Within the neo-liberal dispensation India cannot do without attracting financial inflows to bridge the current account deficit, but at the same time it would not succeed in attracting the requisite financial inflows for bridging the deficit. Its inability to attract adequate financial inflows would cause the rupee to tumble, but this very fact of the tumbling rupee would cause the financial inflow to be inadequate. (Which speculator would like to hold a currency, or an asset denominated in a currency, that is tumbling?) The tumbling rupee would raise the cost of imported inputs, especially oil, and worsen domestic inflation. Already there are reports (The Hindustan Times, November 27) that petrol prices are likely to shoot up because of the fall of the rupee. But every such acceleration of inflation would create expectations that the nominal exchange rate would fall by at least as much as the rate of inflation (to keep the real effective exchange rate, which is what determines the competitiveness of a country’s exports and imports in the world market, unchanged); and this would  further deter the inflow of finance. To cope with this hopeless situation, the government would announce even greater concessions to foreign capital; and as this does not overcome the situation, as indeed it hasn’t despite the September measures, it would reason, as other before it had reasoned, that these concessions were insufficient and that even greater concessions were needed to overcome the country’s problems.

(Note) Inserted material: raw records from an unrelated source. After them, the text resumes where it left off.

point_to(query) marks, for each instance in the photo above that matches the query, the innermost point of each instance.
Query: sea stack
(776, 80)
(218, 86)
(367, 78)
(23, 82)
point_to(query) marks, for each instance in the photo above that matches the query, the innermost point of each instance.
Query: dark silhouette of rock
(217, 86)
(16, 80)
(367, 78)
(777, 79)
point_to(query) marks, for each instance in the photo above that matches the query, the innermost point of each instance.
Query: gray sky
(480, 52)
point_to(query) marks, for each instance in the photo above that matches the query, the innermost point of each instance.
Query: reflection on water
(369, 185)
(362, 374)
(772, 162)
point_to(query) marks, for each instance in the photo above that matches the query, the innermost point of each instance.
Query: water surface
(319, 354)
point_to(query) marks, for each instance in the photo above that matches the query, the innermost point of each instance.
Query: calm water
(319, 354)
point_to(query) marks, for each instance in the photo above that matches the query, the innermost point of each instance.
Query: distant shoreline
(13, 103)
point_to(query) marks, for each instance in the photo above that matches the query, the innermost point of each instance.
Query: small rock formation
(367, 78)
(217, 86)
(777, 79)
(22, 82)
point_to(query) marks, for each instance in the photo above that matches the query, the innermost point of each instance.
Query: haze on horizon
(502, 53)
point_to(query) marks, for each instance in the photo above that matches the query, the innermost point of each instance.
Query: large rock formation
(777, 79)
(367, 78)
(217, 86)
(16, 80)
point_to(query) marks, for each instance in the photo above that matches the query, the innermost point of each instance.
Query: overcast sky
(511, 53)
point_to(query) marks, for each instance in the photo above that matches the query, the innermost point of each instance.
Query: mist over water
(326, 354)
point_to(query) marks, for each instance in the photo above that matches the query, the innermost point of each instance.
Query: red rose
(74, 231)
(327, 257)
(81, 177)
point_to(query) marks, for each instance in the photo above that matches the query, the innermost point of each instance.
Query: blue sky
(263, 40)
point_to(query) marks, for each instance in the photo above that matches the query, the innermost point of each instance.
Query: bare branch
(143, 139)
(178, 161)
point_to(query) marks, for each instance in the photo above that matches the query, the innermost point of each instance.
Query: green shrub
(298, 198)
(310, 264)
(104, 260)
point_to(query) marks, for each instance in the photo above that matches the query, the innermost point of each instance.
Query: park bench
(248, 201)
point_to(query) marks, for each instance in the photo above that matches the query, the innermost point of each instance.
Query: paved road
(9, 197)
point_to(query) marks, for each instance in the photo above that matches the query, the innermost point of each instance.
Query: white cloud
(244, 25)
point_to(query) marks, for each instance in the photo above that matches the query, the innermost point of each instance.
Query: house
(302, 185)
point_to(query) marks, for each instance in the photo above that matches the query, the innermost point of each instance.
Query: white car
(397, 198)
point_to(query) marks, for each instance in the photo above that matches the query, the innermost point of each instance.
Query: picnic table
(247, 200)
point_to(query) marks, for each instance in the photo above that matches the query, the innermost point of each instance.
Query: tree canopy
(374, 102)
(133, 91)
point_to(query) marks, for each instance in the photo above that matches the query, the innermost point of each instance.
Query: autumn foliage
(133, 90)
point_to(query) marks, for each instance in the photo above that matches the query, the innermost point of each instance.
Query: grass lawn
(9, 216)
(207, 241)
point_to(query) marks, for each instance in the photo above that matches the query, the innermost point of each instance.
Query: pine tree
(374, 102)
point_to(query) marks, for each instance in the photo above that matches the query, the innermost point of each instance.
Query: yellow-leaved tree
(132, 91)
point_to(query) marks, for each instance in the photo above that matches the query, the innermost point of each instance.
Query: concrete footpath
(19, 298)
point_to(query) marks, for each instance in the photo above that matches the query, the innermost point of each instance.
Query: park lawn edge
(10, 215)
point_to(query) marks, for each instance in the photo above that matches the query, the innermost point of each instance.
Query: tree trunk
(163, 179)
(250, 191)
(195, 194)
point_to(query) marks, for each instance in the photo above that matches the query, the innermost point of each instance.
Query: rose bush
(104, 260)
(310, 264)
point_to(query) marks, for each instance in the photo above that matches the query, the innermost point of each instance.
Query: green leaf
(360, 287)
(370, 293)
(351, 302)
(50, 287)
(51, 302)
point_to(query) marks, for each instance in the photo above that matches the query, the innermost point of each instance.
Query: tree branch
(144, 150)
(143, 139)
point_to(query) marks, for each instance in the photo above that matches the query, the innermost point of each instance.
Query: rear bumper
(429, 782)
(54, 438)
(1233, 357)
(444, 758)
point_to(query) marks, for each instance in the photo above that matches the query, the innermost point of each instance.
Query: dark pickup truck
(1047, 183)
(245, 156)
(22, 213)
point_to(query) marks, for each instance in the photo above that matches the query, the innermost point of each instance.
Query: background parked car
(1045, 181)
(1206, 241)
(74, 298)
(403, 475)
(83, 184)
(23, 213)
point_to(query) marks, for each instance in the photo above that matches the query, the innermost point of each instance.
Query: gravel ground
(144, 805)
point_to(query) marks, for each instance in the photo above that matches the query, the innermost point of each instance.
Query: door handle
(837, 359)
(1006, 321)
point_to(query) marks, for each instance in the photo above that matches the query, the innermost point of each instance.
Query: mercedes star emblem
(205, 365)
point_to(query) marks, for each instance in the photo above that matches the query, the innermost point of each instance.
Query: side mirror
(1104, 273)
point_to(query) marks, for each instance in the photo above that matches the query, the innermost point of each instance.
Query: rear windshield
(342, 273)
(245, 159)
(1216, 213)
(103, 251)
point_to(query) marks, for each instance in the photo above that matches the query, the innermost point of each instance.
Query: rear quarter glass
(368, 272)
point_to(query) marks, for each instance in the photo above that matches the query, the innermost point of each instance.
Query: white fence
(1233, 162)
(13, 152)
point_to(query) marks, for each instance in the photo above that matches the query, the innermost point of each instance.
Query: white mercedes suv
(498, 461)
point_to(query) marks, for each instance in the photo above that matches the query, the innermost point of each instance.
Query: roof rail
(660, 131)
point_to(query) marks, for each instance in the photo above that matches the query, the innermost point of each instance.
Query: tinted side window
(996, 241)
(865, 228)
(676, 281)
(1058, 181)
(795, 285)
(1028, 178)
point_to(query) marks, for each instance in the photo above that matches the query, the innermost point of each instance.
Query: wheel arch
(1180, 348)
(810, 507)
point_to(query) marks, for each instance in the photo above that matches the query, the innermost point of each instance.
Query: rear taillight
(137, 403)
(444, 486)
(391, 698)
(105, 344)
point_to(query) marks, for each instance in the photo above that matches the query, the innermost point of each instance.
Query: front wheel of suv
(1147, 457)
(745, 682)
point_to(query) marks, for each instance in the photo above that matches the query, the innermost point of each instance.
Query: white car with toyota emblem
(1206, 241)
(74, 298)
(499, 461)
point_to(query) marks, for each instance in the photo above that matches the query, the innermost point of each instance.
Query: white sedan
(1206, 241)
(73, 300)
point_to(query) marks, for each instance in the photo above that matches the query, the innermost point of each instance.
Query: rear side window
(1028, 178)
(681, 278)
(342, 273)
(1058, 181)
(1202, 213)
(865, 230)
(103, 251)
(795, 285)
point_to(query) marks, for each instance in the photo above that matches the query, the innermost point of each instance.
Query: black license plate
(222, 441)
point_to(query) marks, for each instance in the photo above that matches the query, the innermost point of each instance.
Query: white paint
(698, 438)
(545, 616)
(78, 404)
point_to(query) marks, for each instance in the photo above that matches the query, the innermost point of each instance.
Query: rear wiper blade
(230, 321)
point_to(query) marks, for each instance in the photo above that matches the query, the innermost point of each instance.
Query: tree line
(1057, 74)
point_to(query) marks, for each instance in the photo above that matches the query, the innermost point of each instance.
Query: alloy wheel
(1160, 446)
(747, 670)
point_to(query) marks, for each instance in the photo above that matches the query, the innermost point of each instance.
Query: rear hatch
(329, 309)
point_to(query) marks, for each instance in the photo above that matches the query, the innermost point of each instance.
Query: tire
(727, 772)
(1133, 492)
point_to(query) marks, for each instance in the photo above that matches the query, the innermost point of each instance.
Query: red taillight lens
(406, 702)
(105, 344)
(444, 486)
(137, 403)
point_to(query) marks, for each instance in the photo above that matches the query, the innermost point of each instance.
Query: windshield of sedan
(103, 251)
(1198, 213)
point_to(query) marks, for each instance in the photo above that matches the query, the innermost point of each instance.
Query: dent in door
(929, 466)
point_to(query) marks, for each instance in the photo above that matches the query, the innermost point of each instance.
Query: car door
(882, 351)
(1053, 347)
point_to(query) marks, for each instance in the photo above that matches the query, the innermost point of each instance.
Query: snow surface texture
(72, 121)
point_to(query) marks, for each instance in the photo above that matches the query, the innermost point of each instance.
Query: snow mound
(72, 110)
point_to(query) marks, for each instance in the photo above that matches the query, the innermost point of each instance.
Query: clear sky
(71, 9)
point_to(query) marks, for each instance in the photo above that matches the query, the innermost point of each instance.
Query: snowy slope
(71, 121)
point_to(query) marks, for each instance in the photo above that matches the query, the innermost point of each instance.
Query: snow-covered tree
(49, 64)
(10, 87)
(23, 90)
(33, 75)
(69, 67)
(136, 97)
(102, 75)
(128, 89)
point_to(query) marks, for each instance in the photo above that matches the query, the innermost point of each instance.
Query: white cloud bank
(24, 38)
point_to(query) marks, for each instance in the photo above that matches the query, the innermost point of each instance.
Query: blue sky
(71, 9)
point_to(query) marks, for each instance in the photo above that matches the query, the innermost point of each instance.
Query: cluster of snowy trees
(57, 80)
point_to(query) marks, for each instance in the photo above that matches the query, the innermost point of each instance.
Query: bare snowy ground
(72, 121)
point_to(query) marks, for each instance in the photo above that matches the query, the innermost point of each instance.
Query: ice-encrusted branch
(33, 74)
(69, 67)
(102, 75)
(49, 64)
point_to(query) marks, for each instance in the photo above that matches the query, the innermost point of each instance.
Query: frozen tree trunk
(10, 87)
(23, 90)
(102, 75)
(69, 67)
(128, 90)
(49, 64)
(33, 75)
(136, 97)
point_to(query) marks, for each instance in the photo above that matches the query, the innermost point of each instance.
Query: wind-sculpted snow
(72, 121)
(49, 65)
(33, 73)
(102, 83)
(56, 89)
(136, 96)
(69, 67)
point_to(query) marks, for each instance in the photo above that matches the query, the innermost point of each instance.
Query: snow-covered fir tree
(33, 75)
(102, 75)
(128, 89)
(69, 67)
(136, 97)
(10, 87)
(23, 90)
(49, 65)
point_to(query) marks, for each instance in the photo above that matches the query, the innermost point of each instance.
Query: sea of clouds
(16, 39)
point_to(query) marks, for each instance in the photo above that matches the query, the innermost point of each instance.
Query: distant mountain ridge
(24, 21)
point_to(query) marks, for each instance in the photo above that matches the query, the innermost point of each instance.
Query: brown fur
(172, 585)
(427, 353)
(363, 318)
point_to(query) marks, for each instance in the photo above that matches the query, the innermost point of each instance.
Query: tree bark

In short, even though the “gloom and doom” hanging over the economy are a result of the crisis of the capitalist world, whose impact has been imported into the economy under the neo-liberal regime (though for a while admittedly it appeared as if India had managed to tide over the crisis by not having carried neo-liberalism far enough), the effort to dispel it would take the form of inducting even more neo-liberal measures in a steady escalation. The country is going to be trapped in the vicious dialectic of neo-liberalism as many others before it, in Africa, Latin America and the former Soviet Union had been.


This dialectic is not a mere conspiracy on the part of a handful of persons in authority; it is embedded in the structure of the neo-liberal dispensation itself. It cannot be overcome merely by replacing one set of policy-makers by another; as long as the neo-liberal dispensation lasts in our country and crisis continues to afflict the capitalist world, no matter who the policy-makers are, the same vicious dialectic would get enacted.


The only way for the country to get out of this dialectic, since it can do precious little to counter the world capitalist crisis, is to get out of the neo-liberal dispensation itself, to re-impose, judiciously, controls over capital flows and trade flows (even Obama is trying to do the latter). The same Obama, of course, would fulminate on behalf of the United States if such controls are imposed by India; but US arm-twisting can be resisted only if the Indian people are taken into confidence and mobilised against it. This is a policy direction which can be followed only by a State with a different class orientation compared to the current one.